Пустота

Алексей Сапега
Апаткин ни с того ни с сего, во время трапезы с коллегами, то есть обмывания по случаю завершения командировки в город N, почувствовал внутри пустоту. Проглотил он порядочный кусок шашлыка прожаренного, как положено, с лучком и помидором, запил это дело водочкой, и вот после этого вместо привычного для него тепла, успокоения, ощутил он внезапно пустоту. Будто внутри, под кожей нет у него ни сердца, ни органов, ни мозгов, а шевелится что-то непонятное, дремучее и призрачное внутри, не произнося ни единого звука, ни единой мысли. Испугался он не на шутку, но виду решил не показывать, а накатил ещё одну стопку, закусывая шашлыком. Но это не помогло, всё та же пустота тихо внутри него ёрзала, словно бесшумный червяк. Он схватился за телефон, за который он всегда хватался в крайних или непредвиденных случаях, потому не за что было больше хвататься, не на кого  рассчитывать, и закопался в Интернете. Погрузился в бессмысленный просмотр новостей, страниц “друзей” и их “друзей”, рассматривал фотографии, нажимал периодически на кнопку “Мне нравится”. Через минут десять ему полегчало, внутренности постепенно возвращались к нему, и снова он почувствовал биение сердца, ход мыслей, и душевное потепление от выпитой водки. На радостях он опрокинул три стопки подряд, не закусывая.

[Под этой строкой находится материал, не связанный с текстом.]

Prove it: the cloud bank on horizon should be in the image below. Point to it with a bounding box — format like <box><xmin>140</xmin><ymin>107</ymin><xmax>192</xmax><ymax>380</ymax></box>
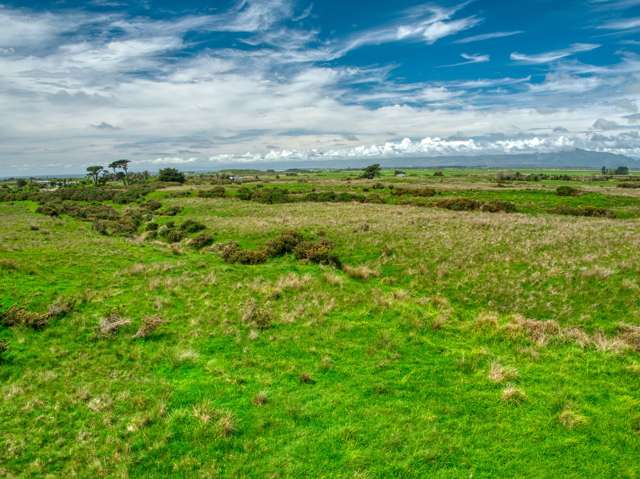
<box><xmin>0</xmin><ymin>0</ymin><xmax>640</xmax><ymax>176</ymax></box>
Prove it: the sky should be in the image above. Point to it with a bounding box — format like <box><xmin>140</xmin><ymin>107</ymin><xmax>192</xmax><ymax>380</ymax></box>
<box><xmin>0</xmin><ymin>0</ymin><xmax>640</xmax><ymax>176</ymax></box>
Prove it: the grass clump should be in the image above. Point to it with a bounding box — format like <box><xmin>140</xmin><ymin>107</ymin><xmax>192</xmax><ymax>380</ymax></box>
<box><xmin>0</xmin><ymin>299</ymin><xmax>75</xmax><ymax>331</ymax></box>
<box><xmin>556</xmin><ymin>185</ymin><xmax>580</xmax><ymax>196</ymax></box>
<box><xmin>342</xmin><ymin>265</ymin><xmax>380</xmax><ymax>280</ymax></box>
<box><xmin>500</xmin><ymin>384</ymin><xmax>527</xmax><ymax>404</ymax></box>
<box><xmin>294</xmin><ymin>239</ymin><xmax>342</xmax><ymax>268</ymax></box>
<box><xmin>551</xmin><ymin>206</ymin><xmax>616</xmax><ymax>218</ymax></box>
<box><xmin>242</xmin><ymin>299</ymin><xmax>273</xmax><ymax>330</ymax></box>
<box><xmin>96</xmin><ymin>312</ymin><xmax>131</xmax><ymax>338</ymax></box>
<box><xmin>189</xmin><ymin>233</ymin><xmax>215</xmax><ymax>249</ymax></box>
<box><xmin>219</xmin><ymin>241</ymin><xmax>269</xmax><ymax>265</ymax></box>
<box><xmin>558</xmin><ymin>406</ymin><xmax>587</xmax><ymax>429</ymax></box>
<box><xmin>133</xmin><ymin>316</ymin><xmax>166</xmax><ymax>339</ymax></box>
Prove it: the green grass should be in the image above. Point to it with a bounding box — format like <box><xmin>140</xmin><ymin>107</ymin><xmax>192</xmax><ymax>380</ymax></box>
<box><xmin>0</xmin><ymin>171</ymin><xmax>640</xmax><ymax>478</ymax></box>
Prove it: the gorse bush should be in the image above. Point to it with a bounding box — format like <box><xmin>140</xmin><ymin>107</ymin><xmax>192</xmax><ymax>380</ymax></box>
<box><xmin>436</xmin><ymin>198</ymin><xmax>482</xmax><ymax>211</ymax></box>
<box><xmin>219</xmin><ymin>231</ymin><xmax>342</xmax><ymax>268</ymax></box>
<box><xmin>294</xmin><ymin>239</ymin><xmax>342</xmax><ymax>268</ymax></box>
<box><xmin>189</xmin><ymin>233</ymin><xmax>215</xmax><ymax>249</ymax></box>
<box><xmin>198</xmin><ymin>186</ymin><xmax>226</xmax><ymax>198</ymax></box>
<box><xmin>220</xmin><ymin>241</ymin><xmax>269</xmax><ymax>265</ymax></box>
<box><xmin>265</xmin><ymin>231</ymin><xmax>304</xmax><ymax>258</ymax></box>
<box><xmin>435</xmin><ymin>198</ymin><xmax>517</xmax><ymax>213</ymax></box>
<box><xmin>392</xmin><ymin>187</ymin><xmax>437</xmax><ymax>197</ymax></box>
<box><xmin>551</xmin><ymin>206</ymin><xmax>616</xmax><ymax>218</ymax></box>
<box><xmin>180</xmin><ymin>219</ymin><xmax>207</xmax><ymax>234</ymax></box>
<box><xmin>556</xmin><ymin>186</ymin><xmax>580</xmax><ymax>196</ymax></box>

Коллегам пришлось его до вокзала, – возвращались они в Петербург ночным поездом, – буквально нести, он еле переплетал ногами. Обматерили его конечно, но не слишком, благо привокзальное кафе с цветомузыкой находилось в ста шагах от перрона. Повалили его на нижнюю полку в купе, чтобы не упал, а утром проснулся он уже как огурчик, без всякого следа на вчерашнюю пустоту. В Петербурге было непривычно тепло и солнечно, и когда он вышел из такси у своего подъезда на Морской набережной, то невольно про себя выразился “чёрт побери, как же хорошо, свежо, заливом пахнет”, тут же сделал фотографию и выставил у себя на стене во всех социальных сетях. Делал он это автоматически, не задумываясь зачем и для чего он жизнь свою документирует, делится с виртуальным миром, не имеющим никакой связи с реальностью. Он вообще мало о чём задумывался, а когда задумывался мысли эти не принадлежали ему. Возникали они где-то или в новостях по телевизору, или в цитатах, прочитанных за день, или в разговорах с коллегами во время обеда или перекура. Так что мнение у него было сформировано по каждому поводу, но откуда оно бралось он даже не догадывался, а залихватски делился им, сам удивляясь порой возникшему свежему взгляду. Фразы его выдавались солидными, увесистыми, а потому слушатели и собеседники проникались к нему уважением и доверием, что было в его риелторской конторе незаменимо. Как выдаст он, к примеру что-нибудь в духе “либеральные течения в России всегда приводили к нарушению порядка, стабильности, делали невозможной укрепление государственности”, так сразу же все с ним соглашались, глаза собеседников, – как продавцов так и покупателей, – становились добрыми, доверчивыми. Даже если нарывался он на какого-то отпетого либерала, то тот не спорил с ним, отнюдь, а про тихо себя отмечал, что господин Апаткин провокатор, и лучше не говорить ничего, соглашаться, а на всякий случай, чтобы не донёс куда следует, сделку провернуть. В качестве агента он процветал, и денежки лились к нему рекой, потому что крупных сделок совершалось много, особенно в городах небольших, куда они целой делегацией направлялись каждый месяц.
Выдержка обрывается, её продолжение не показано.